You started hosting Singled Out when you were a mere twenty-four years old. You even co-wrote a Singled Out-themed advice book. What kind of advice were you qualified to give at that age? How would your advice differ now?
Well, one of the reasons that I love being a part of nerd culture  Comic-Con and cosplay and all that  is that the sexiest thing about someone is the confidence that comes with being okay with you who are, and this is a culture that encourages people to be comfortable with who they are and what they're into. I think nerds in general have a problem with being trapped in their heads all the time and having a hyperactive inner monologue, so being part of a culture that encourages confidence is always a good thing.

What's your best confidence-building advice?
Stand up straight. If you stand up straight, you will instantly feel better about yourself, and you will project a better image to the world, one that says you don't feel like you have to be hunched over and closed off. But I really believe that the best dating advice is just, know who you are and what you want. Very few people are willing to come in and pick up the reins for you, like, "Oh, yeah, this is what you need to do..." Who wants to do that?  

You've said that there are probably just as many nerd girls as nerd guys out there, but it seems like we only ever see the "hot nerd chick" — the Olivia Munns or Aisha Tylers. As the mainstreaming of nerds continues, do you think that's going to change?
Well, it definitely has. When I was growing up, being a nerd was almost its own quest, you know? But now, it's so interwoven into our culture that the lines about what it means to be a nerd are totally blurred. People who look like all types of people are into "nerd culture." You can't really pin people down as easily as you could when I was growing up, because it was just a small cluster of us in the computer lab. So it might seem that those beautiful women are getting held up as nerds, but really, it's just that the culture has become so much more accessible that those beautiful women are now involved in it.

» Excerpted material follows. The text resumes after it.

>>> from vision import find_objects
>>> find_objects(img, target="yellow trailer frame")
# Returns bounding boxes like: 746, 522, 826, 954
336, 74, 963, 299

There was a Cracked article a while back where the writer went after porn star April O'Neil for appearing at Comic-Con and trying to appeal to "nerd culture." Given that nerd culture kind of dominates pop culture in general at this point, is it fair for nerds to be territorial?
It was dumb of him to do that, because basically, if any group of people should be accepting of others, it should be us. And I know April personally, and I know that it's not an act. This whole idea of nerd-on-nerd violence is fucking bullshit. I'm not surprised there are a lot of porn-star nerds. Nerdy people are big into the sex. And also the porn. I mean, we have Blu-ray as a format because of porn. 

Have you ever caught yourself calling "bullshit" on someone's nerd claims?
Yeah, I mean, listen: sometimes if I see a fashion model go on a talk show and say, "Yeah, I'm just a big nerd," I think, "No, don't think that just because you're too attractive for people to feel comfortable around, that makes you a nerd." But then I also think, who am I to know? 

But it's part of a larger issue: now that nerd culture has become a little more mainstream, a lot of big media companies are trying to understand it, to capitalize on it and exploit it. And that means that we have to represent the culture faithfully, because otherwise, we're up against them doing their version of it, which is usually very derisive and very forced. Ultimately, I think that what that means as a community is that we we should be trying to band together to create more authentic things instead of trying to exclude. We should be trying to strengthen the community instead of trying to kick people out.